Le rejet du sionisme au nom de la Torah et de la tradition juive est un phénomène peu connu du public. Ce rejet est d’autant plus significatif qu’il ne peut à aucun cas être qualifié d’antisémite, contrairement aux récentes tentatives d’assimiler tout antisionisme à l’antisémitisme.  Ce phénomène peut paraître paradoxal. Après tout, l’association que le public fait entre Israël et les juifs est presque automatique, la presse se réfère régulièrement à « l’État juif » ou à « l’État hébreu ». Les politiciens israéliens parlent souvent « au nom du peuple juif ». Or, le mouvement sioniste et, plus tard, la proclamation de l’État d’Israël, provoquent une des plus grandes déchirures dans l’histoire juive.

En fait, tant les intellectuels sionistes que les rabbins orthodoxes qui s’y opposent, s’entendent pour dire que le sionisme représente une négation de la tradition juive. Selon Yosef Salmon, expert israélien de l’histoire du sionisme :

« Le sionisme a posé la plus grave menace parce qu’il visait à voler à la communauté traditionnelle tout son patrimoine, tant dans la diaspora qu’en Terre Israël, lui enlever l’objet de ses attentes messianiques. Le sionisme défiait tous les aspects du judaïsme traditionnel : dans sa proposition d’une identité juive moderne et nationale; dans la subordination de la société traditionnelle à des styles de vie nouveaux; dans son attitude envers les concepts religieux de diaspora et de rédemption. La menace sioniste a atteint chaque communauté juive. Elle était implacable et frontale, et l’on ne pouvait lui opposer qu’un rejet sans compromis. »

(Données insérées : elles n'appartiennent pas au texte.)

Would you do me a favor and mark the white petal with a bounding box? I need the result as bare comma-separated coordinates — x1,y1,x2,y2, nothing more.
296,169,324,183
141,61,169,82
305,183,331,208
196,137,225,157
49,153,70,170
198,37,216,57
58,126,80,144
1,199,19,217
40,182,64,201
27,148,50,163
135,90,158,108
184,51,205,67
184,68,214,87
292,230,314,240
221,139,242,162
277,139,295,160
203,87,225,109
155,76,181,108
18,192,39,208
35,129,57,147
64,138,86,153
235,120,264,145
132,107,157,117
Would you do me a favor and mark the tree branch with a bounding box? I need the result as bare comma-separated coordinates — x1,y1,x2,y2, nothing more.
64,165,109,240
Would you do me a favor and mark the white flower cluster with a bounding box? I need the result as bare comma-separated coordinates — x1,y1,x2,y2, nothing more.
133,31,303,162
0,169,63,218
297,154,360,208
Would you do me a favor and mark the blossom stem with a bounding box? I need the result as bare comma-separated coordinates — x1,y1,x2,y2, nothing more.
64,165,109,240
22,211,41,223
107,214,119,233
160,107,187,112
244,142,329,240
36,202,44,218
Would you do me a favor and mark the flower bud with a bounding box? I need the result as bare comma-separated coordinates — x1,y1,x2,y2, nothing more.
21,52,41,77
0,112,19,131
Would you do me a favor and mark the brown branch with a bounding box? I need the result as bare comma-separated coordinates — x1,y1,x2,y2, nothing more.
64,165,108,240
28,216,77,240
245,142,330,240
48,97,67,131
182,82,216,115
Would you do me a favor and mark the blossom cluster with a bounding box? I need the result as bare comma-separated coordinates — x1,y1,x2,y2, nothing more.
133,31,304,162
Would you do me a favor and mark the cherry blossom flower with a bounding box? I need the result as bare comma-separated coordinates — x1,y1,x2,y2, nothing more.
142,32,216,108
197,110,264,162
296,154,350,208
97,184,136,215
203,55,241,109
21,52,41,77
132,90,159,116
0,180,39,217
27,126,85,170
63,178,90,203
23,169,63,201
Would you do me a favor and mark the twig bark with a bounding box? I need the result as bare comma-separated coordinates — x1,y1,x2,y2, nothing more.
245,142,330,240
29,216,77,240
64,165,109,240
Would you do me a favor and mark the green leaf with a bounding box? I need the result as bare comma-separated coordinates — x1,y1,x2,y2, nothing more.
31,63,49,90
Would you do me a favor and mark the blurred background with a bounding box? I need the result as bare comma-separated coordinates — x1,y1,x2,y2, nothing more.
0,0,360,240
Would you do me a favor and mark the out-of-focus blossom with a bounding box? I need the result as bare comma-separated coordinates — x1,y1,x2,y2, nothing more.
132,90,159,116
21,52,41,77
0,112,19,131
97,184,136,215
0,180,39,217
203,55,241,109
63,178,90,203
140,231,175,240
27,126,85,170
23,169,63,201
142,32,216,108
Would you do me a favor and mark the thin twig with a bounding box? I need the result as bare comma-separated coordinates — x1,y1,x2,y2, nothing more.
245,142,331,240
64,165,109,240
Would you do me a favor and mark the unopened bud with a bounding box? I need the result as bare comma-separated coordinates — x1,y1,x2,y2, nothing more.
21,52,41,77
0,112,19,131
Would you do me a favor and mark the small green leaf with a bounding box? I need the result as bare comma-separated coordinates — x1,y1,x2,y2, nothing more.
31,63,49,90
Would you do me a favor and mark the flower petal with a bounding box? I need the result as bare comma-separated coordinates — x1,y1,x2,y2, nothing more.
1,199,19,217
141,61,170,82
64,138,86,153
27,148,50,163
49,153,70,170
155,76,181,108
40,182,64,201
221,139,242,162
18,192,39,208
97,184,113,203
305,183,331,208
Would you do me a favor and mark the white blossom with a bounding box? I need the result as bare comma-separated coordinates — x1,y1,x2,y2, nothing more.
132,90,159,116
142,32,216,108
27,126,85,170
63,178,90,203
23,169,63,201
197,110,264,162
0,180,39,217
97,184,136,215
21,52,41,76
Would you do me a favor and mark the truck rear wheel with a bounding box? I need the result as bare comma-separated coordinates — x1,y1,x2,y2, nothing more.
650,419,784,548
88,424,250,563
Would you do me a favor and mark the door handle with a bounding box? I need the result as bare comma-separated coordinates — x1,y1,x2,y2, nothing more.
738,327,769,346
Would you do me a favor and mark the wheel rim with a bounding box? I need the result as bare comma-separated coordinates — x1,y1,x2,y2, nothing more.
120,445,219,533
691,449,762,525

Mon dernier livre qui vient de sortir en librairie offre une histoire de cette résistance à la menace « implacable et frontale » du sionisme. Il ouvre une fenêtre sur cette résistance vigoureuse et durable que les partisans du sionisme considèrent, à leur tour, comme un sacrilège. Les adversaires et les détracteurs du sionisme dont il s’agit dans ce livre ne sont pas que les juifs en redingotes noires; le phénomène est plus diversifié. Tous insistent que l’État d’Israël devrait être connu comme « l’État sioniste », jamais « l’État juif » ou « l’État hébreu ».

Le sionisme et l’État d’Israël ont profondément changé l’image que beaucoup de juifs projettent dans le monde. Le paradoxe du sionisme reste instructif : en essayant de préserver le peuple de cette façon, on a fini par le changer au point de le rendre méconnaissable, en plus d’en faire le foyer d’un conflit militaire chronique. Considérant que, de nos jours, il y a plus de chrétiens que de juifs parmi les partisans inconditionnels d’Israël, faut-il associer les juifs à l’état d’Israël qui fait fi aux valeurs morales du judaïsme?

L’auteur est professeur d’histoire à l’Université de Montréal (Québec, Canada). Le lancement de son livre « Une histoire de l’opposition juive au sionisme »  aura lieu à Paris le 3 juin à 18 h à la Maison du Canada, 31 boulevard Jourdan, (RER « B » Cité universitaire).